Ça me fait penser à Nietzsche qui disait déjà que toute morale indiquait fondamentalement le caractère de celui qui l'énonce. Dans ma vie personnelle, il me semble que les gens qui sont plutôt à droite ont tendance à être moins empathiques au sort des autres et inversement. Enfin, simple constatation personnelle, avec la valeur de vérité qui vient avec...

C. a dit…

Cela dépend. Le nationalisme, qui est certes né à gauche mais est plutôt classé à droite aujourd'hui, propose un discours fortement empathique avec les "nationaux" (à l'exclusion des autres, dans une logique tribale eux/nous). Diverses formes de pensées conservatrices ou traditionalistes d'inspiration chrétienne ont également une certaine charge empathique vis-à-vis des semblables.

Anonyme a dit…

Je disais "moins" et non "aucun". L'exemple patriotique ne fait que confirmer ce que je dis. L'altermondialiste étend son empathie au monde entier alors que le nationaliste, dit plus à droite, l'étend à une catégorie plus restreinte de personnes.

C. a dit…

On pourrait distinguer l'intensité empathique d'un discours et l'extension empathique de ce discours. En intensité, un nationaliste et un altermondialiste se valent. En extension, non.

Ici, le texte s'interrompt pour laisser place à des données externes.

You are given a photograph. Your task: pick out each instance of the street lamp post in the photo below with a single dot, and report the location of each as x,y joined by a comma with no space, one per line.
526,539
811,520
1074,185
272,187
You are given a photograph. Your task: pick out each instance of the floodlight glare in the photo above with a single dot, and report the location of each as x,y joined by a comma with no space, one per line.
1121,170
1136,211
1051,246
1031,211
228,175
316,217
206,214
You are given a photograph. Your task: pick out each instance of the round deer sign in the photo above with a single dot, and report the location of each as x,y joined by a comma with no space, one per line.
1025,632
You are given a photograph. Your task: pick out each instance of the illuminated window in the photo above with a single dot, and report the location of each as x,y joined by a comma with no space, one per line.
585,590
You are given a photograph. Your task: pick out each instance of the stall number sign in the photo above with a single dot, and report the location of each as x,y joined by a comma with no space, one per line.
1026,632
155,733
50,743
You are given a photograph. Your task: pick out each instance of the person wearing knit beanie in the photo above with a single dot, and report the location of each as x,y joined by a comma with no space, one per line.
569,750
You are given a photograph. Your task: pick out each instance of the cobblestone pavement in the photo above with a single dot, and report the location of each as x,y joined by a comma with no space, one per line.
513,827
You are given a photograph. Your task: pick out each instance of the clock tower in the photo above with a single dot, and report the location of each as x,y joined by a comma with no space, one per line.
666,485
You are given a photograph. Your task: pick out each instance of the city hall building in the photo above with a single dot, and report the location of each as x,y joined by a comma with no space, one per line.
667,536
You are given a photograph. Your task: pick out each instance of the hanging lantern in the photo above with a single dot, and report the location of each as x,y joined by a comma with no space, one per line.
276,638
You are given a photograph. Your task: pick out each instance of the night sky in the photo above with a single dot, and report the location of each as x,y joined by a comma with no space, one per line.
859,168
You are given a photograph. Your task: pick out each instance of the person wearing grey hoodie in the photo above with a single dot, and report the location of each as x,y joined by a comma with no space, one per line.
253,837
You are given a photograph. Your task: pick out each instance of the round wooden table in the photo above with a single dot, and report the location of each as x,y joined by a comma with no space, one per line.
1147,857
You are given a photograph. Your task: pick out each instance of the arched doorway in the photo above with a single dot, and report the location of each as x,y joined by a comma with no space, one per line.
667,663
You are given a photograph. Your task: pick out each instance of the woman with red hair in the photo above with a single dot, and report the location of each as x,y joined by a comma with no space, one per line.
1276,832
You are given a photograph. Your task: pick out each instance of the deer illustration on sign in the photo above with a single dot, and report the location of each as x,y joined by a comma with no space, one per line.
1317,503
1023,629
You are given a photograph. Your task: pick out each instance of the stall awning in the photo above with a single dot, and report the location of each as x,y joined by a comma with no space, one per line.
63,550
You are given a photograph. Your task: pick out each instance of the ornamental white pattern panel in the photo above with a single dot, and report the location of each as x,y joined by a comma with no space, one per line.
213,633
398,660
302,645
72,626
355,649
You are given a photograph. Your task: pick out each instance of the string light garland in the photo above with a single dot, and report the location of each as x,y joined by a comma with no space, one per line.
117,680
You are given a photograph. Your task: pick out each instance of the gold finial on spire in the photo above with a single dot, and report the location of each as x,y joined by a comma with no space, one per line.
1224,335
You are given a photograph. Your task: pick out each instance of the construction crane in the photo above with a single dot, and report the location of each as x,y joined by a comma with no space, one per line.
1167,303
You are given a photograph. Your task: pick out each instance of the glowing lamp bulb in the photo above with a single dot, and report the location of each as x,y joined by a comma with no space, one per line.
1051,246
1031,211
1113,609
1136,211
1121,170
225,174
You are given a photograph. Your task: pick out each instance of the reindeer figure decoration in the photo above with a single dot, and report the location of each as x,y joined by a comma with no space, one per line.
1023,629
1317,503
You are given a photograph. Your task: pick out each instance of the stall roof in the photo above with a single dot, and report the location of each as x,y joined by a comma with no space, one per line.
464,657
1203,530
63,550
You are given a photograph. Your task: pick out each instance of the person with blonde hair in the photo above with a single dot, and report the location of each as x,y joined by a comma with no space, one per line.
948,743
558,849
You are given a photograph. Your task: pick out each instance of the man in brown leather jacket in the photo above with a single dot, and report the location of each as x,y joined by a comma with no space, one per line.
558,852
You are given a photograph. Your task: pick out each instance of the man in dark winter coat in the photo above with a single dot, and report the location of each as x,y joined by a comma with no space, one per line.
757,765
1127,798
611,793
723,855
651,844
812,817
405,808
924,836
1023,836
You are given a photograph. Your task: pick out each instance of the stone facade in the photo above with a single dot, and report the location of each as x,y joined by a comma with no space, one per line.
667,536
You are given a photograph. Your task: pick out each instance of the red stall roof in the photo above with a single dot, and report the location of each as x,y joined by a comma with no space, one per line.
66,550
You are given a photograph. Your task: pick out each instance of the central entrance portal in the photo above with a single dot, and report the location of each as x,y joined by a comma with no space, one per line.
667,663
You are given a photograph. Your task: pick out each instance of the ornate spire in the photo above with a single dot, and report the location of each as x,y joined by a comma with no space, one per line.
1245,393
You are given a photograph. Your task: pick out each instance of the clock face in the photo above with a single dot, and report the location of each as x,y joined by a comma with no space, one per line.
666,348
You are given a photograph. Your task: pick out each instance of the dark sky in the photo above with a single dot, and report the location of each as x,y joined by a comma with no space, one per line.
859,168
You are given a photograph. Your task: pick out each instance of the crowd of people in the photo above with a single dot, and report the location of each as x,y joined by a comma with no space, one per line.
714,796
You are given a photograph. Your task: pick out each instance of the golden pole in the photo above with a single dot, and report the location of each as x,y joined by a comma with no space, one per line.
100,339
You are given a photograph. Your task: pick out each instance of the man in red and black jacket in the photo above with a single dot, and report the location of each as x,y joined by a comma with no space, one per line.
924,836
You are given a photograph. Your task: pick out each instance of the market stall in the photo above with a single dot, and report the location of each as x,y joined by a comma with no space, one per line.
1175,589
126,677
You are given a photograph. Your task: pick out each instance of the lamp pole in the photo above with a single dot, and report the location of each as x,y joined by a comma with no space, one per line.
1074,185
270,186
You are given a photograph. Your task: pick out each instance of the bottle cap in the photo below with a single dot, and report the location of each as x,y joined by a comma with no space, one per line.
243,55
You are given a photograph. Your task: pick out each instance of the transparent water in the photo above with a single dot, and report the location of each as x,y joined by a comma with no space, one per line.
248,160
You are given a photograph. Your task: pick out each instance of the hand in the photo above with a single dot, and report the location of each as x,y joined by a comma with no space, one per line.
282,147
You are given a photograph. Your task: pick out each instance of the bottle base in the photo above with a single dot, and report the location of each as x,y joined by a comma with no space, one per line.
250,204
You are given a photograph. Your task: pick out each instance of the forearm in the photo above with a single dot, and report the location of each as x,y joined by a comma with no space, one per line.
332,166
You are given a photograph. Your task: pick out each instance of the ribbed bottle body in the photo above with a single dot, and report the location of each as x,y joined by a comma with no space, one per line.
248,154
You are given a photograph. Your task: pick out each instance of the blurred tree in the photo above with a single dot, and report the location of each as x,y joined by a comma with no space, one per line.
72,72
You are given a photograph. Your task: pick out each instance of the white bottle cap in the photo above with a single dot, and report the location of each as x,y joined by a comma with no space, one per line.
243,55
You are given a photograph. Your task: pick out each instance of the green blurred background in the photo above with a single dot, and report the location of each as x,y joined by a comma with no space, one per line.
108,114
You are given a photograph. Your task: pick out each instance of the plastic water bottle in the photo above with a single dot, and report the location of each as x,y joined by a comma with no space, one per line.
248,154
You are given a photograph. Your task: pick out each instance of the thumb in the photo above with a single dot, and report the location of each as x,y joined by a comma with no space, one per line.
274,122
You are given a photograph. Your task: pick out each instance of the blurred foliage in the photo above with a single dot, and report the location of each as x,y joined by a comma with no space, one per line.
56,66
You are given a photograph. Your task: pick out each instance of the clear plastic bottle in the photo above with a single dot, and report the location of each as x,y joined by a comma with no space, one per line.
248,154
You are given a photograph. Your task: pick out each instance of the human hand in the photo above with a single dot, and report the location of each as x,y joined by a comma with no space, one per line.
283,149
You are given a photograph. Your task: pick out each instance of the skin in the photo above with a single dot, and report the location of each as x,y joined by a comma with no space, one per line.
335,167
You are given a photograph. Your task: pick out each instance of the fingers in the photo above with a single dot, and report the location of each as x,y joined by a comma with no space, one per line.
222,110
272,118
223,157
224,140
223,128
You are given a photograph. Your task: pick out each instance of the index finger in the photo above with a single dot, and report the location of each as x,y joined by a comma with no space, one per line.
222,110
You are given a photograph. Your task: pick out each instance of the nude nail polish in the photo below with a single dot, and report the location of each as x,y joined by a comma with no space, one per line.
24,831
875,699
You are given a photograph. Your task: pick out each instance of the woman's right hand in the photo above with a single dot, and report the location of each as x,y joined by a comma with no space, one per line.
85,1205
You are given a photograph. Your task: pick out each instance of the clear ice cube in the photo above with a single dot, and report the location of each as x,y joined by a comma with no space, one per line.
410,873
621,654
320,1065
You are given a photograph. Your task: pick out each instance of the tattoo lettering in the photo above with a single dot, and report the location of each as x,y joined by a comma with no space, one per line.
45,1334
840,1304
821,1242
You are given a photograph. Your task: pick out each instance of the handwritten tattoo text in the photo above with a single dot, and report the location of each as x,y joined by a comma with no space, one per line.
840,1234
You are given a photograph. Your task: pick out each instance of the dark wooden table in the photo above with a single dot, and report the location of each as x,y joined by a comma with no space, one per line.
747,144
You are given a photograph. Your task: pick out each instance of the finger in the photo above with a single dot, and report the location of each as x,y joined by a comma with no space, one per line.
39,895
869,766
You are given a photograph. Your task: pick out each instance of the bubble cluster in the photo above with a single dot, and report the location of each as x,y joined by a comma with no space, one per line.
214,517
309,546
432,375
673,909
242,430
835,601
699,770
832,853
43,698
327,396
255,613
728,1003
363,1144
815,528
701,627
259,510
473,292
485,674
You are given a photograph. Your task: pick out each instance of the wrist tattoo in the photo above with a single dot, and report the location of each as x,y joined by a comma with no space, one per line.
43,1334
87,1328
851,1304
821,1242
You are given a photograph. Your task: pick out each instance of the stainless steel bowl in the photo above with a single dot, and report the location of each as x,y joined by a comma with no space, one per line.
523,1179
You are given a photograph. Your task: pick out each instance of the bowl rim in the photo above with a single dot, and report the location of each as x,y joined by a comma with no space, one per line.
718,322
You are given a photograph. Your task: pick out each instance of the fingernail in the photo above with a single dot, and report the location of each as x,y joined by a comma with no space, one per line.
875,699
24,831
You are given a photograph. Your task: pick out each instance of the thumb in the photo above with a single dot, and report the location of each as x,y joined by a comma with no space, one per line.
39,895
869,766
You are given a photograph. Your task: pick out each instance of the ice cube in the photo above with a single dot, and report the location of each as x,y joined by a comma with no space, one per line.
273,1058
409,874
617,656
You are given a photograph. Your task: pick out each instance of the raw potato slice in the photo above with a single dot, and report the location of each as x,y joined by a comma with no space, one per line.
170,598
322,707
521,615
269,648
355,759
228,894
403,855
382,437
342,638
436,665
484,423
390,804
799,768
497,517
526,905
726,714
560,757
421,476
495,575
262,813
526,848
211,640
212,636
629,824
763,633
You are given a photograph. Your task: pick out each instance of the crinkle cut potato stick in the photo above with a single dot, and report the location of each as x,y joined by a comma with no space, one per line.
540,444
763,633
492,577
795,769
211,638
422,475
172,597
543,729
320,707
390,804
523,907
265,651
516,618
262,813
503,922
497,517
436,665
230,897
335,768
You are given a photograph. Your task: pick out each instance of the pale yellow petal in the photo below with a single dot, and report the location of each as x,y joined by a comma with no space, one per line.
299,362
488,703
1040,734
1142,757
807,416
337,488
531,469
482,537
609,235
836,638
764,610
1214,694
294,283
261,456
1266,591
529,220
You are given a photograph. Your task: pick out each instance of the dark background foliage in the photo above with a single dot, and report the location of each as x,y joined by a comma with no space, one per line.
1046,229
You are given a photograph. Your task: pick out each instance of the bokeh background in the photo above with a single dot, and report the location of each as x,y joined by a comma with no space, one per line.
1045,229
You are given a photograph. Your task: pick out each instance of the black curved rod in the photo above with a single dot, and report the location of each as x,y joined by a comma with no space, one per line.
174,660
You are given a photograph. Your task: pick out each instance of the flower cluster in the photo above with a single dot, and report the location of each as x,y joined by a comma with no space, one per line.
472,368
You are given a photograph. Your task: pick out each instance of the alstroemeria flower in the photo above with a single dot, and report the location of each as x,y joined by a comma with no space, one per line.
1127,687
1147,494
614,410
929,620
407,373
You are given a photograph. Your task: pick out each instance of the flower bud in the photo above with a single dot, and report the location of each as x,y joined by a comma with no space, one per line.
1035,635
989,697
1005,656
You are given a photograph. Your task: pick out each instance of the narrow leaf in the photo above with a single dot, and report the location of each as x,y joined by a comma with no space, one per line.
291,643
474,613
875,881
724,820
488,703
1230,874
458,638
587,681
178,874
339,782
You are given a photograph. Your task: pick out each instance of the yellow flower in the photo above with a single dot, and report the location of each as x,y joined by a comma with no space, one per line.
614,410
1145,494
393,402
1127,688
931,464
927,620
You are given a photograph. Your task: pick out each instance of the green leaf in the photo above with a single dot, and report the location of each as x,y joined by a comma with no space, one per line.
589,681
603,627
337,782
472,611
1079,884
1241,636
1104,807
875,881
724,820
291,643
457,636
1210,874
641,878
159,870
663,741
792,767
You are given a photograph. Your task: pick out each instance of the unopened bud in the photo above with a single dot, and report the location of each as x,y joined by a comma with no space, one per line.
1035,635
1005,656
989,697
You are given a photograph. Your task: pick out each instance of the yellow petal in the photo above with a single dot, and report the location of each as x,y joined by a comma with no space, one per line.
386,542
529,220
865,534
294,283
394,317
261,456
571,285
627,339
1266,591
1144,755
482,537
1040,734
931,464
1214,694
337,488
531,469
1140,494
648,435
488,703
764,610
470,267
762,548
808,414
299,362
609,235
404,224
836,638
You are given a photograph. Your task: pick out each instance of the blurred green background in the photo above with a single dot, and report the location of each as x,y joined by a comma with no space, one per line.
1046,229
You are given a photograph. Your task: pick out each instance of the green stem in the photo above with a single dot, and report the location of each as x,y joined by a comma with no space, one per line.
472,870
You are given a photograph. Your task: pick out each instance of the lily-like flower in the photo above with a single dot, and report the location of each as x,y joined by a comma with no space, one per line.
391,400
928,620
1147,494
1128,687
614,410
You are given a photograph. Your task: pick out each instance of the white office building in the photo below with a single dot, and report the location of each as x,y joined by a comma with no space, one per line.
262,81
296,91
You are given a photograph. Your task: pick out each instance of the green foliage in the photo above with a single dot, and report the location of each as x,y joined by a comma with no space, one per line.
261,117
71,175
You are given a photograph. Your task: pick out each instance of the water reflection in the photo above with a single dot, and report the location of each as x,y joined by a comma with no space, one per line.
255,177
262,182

Attenton : l'altermondialiste a souvent des ennemis : les profiteurs, les pollueurs...les gens de droite. Mine de rien, cela fait du monde !

Anonyme a dit…

mon idée est peut-être pas parfaite, mais je vais essayer de la défendre un peu. Le nationaliste est plus dans un rapport entre lui et les autres comme lui. Sa nation n'inclut pas nécessairement les "lâches" assistés sociaux ou les artistes inutiles. En clair, il n'y a de place que pour le valeureux et pas pour le malheureux. En ce qui concerne l'altermondialiste, s'il n'aime pas le "méchant", cela me semble normal dans la mesure où celui-ci est contre tout ce à quoi il accorde de la valeur, c'est-à-dire le malheureux. Je répète que je ne tiens pas mordicus à mon idée, mais je pense qu'elle se tient un brin.

C. a dit…

En fait, une idéologie est toujours un discours complexe faisant appel à bien des dispositions et à bien des cristallisations de ces dispositions au cours de l'existence. De plus, si l'on descend à l'individu on va trouver des gens divers parce qu'attirés par tel ou tel aspect du discours ou de la pratique de l'idéologie. Par exemple, un altermondialiste marxiste et un altermondialiste écologiste ont quelques visées communes, mais aussi des désaccords (un marxiste devrait faire primer le bien-être économique de l'humain, alors qu'un écologiste devrait soumettre ce bien-être à des considérations sur l'équilibre et le bien-être du non-humain). De même, un nationaliste conservateur d'origine bourgeoise et un nationaliste populaire d'origine prolétaire n'auront sans doute pas tout à fait la même idée de ce qu'il faut faire de la nation, une fois admis que les non-nationaux et les anti-nationaux sont la menace ou l'adversaire.

En restant dans l'idée que l'on essaie de décrire une raison "moyenne" d'agir pour un type "moyen" d'acteur, notez que vous justifiez l'animosité altermondialiste contre telle ou telle catégorie en écrivant : "cela me semble normal dans la mesure où celui-ci est contre tout ce à quoi il accorde de la valeur". Mais de ce point de vue, c'est aussi "normal" pour le nationaliste de ne pas aimer les personnes qui sont dans son esprit "contre tout ce à quoi il accorde de la valeur".

Sinon, je pense que le discours internationaliste est forcément plus altruiste que le discours nationaliste, au moins dans les intentions affichées, puisqu'il veut le bonheur et l'émancipation du plus grand nombre, sans se limiter à tel sous-ensemble, et en refusant un jeu à somme nulle où le bonheur des uns se réaliserait par le malheur des autres.